Last Updated on January 13, 2022, by eNotes Editorial. Word Count: 436
Although Beckett claimed he was not a Christian, the quest for salvation is the cornerstone of the play, and frequent Christian allusions serve as its subtext. However, in Waiting for Godot, these allusions serve not to assert belief, but to dramatize its decadence. Once Christianity provided Western civilization with a construct of meaning and hope, but now, decimated by the horrors of two world wars and the deconstruction of reality and meaning in modern philosophy, it is no longer credible. Because the characters no longer believe in Christianity or in anything, they are helpless and alone in a meaningless universe. Yet because the language and values of Christianity are the only ones they know, it serves them as a point of reference for their urgent need to find meaning and purpose. Thus, Estragon compares himself to Christ as the model for his own suffering. Waiting for the mysterious Godot can be understood as humankind waiting for redemption from an otherwise unbearable life. Although Beckett strenuously denied that Godot was God, in Waiting for Godot, as the object of the characters’ ultimate longings and their hope for salvation, he serves a similar function as God. In Act I, Vladimir and Estragon speak of addressing Godot with a kind of prayer. At the end of Act II, the boy-messenger—a possible allusion to Christ—describes him as an old man with a white beard. This description evokes from Vladimir the plaintive cry, “Christ have mercy on us!” an echo of one made by Estragon in Act I when he and Vladimir ask God and Christ to have mercy on them.
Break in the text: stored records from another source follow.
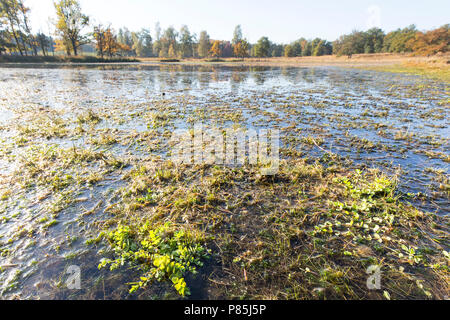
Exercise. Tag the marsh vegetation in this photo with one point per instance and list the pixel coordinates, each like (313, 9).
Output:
(86, 180)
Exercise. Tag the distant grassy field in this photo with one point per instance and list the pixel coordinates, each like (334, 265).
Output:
(436, 67)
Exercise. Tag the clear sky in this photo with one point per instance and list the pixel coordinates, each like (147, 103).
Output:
(281, 20)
Other references to the Gospels abound. Early in the play, Vladimir speaks of the Gospel of John, in which one of the thieves crucified with Jesus was saved, one damned. Although Vladimir does not say so, this gospel represents the possibility that he and Estragon might also be saved. The tree is the most prominent Christian symbol. Much of the action centers around the tramps’ desire to hang themselves from it, an allusion to crucifixion. Another Christian reference occurs in Act I, when Vladimir alludes to Proverbs 13:12. He tries to recall the lines that speak of hope as a “tree of life,” an allusion that relates directly to the play’s tree. In another example, Vladimir asks Estragon whether he has ever read the Bible. In Act II, frustrated by the inability to identify Pozzo and Lucky, Estragon calls Pozzo “Abel” and Lucky “Cain.” Taken together, these and many more similar references tell us that Beckett’s characters struggle to find meaning through the only language they know.